Getting really sick during cold & flu season
My asthma is typically under control when I’m well. All bets are off when I’m sick.
My asthma increases the risk of a simple chest cold swiftly turning into bronchitis. A cold can transform into pneumonia even more quickly if you have asthma.
My partner and I take extra precautions to avoid an escalation.
We both follow our doctor’s recommendations for annual vaccines to help prevent potentially dangerous asthma-linked flu complications. It’s important so I won’t catch the flu and my partner won’t pass it on to me.
When I think I’m coming down with something, we cancel plans. I schedule more doctor appointments. I try to stay indoors.
Keeping an open dialogue about how I’m feeling and what I need helps remove some of the guilt.
Extra intimacy challenges
Using an inhaler during intimate moments is a huge turn-off. I’ve had to run to the other room to grab my inhaler and dig through my purse more times than I can count. (In fact, I wrote a whole other article about it.)
My partner fortunately understands my asthma. We laugh it off. Who said humor and intimacy doesn’t go well together?
Finding the right sleeping arrangements
My sleep hygiene might seem a bit excessive if you don’t know that I have asthma. My asthma causes me to wake up coughing during the night. I can’t have the windows open due to pollen and allergens, and I sleep with an air purifier almost year-round.
When the question is “your place or mine,” it always needed to be mine.

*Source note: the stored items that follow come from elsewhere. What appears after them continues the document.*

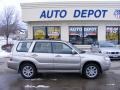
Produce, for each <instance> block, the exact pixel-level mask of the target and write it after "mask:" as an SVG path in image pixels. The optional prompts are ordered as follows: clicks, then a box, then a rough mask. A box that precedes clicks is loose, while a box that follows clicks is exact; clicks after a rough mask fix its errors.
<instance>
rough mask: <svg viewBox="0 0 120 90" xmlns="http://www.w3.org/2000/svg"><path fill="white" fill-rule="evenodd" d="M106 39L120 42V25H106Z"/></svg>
mask: <svg viewBox="0 0 120 90" xmlns="http://www.w3.org/2000/svg"><path fill="white" fill-rule="evenodd" d="M106 40H107V41H111V42H113V43H115V44H119V43H120V26H106Z"/></svg>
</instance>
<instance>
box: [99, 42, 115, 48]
mask: <svg viewBox="0 0 120 90" xmlns="http://www.w3.org/2000/svg"><path fill="white" fill-rule="evenodd" d="M99 46H100V47H115V45H114V44H113V43H111V42H99Z"/></svg>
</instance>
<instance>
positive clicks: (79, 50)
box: [67, 42, 82, 53]
mask: <svg viewBox="0 0 120 90" xmlns="http://www.w3.org/2000/svg"><path fill="white" fill-rule="evenodd" d="M67 44H68V45H69V46H71V47H73V48H74V49H75V50H76V51H77V52H79V53H81V52H82V50H80V49H79V48H77V47H76V46H74V45H72V44H71V43H69V42H67Z"/></svg>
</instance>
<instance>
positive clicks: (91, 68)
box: [83, 63, 100, 79]
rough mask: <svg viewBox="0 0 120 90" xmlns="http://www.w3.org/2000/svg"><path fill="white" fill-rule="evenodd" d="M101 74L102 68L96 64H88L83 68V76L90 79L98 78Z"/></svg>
mask: <svg viewBox="0 0 120 90" xmlns="http://www.w3.org/2000/svg"><path fill="white" fill-rule="evenodd" d="M99 74H100V67H99V66H98V65H97V64H95V63H88V64H86V65H85V66H84V68H83V76H85V78H88V79H94V78H97V77H98V76H99Z"/></svg>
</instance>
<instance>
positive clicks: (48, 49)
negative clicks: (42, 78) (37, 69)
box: [32, 42, 53, 70]
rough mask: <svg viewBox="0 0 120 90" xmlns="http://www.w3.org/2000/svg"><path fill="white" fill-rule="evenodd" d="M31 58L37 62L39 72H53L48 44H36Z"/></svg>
mask: <svg viewBox="0 0 120 90" xmlns="http://www.w3.org/2000/svg"><path fill="white" fill-rule="evenodd" d="M32 56H33V57H34V58H35V59H36V60H37V61H38V62H39V63H38V65H39V70H53V54H52V53H51V43H50V42H36V43H35V46H34V48H33V51H32Z"/></svg>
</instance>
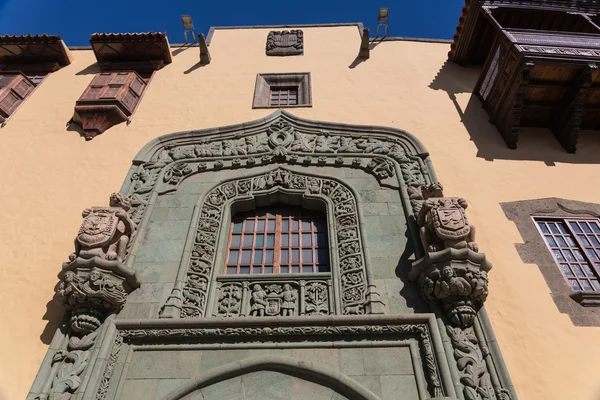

Things changed later in our relationship. My partner made sure I had accommodations at their place. If that isn’t love, I don’t know what is!
Agreeing on a pet policy
It’s either the cat or me. I could never be in a relationship with someone who has cats. They trigger my asthma.
My partner previously lived with roommates who had cats. It was a challenge early on in our relationship. Every visit had to be strategically calculated, but relationships are meant to be fun and spontaneous, right?
Being open and honest from the first date was critical. Turns out my partner is more of a dog lover anyway!
Relationships with asthma don’t need to be a buzzkill. It’s worth the wait to find a partner who understands and supports your asthma journey. They might be far more comfortable with your asthma lifestyle than you expect!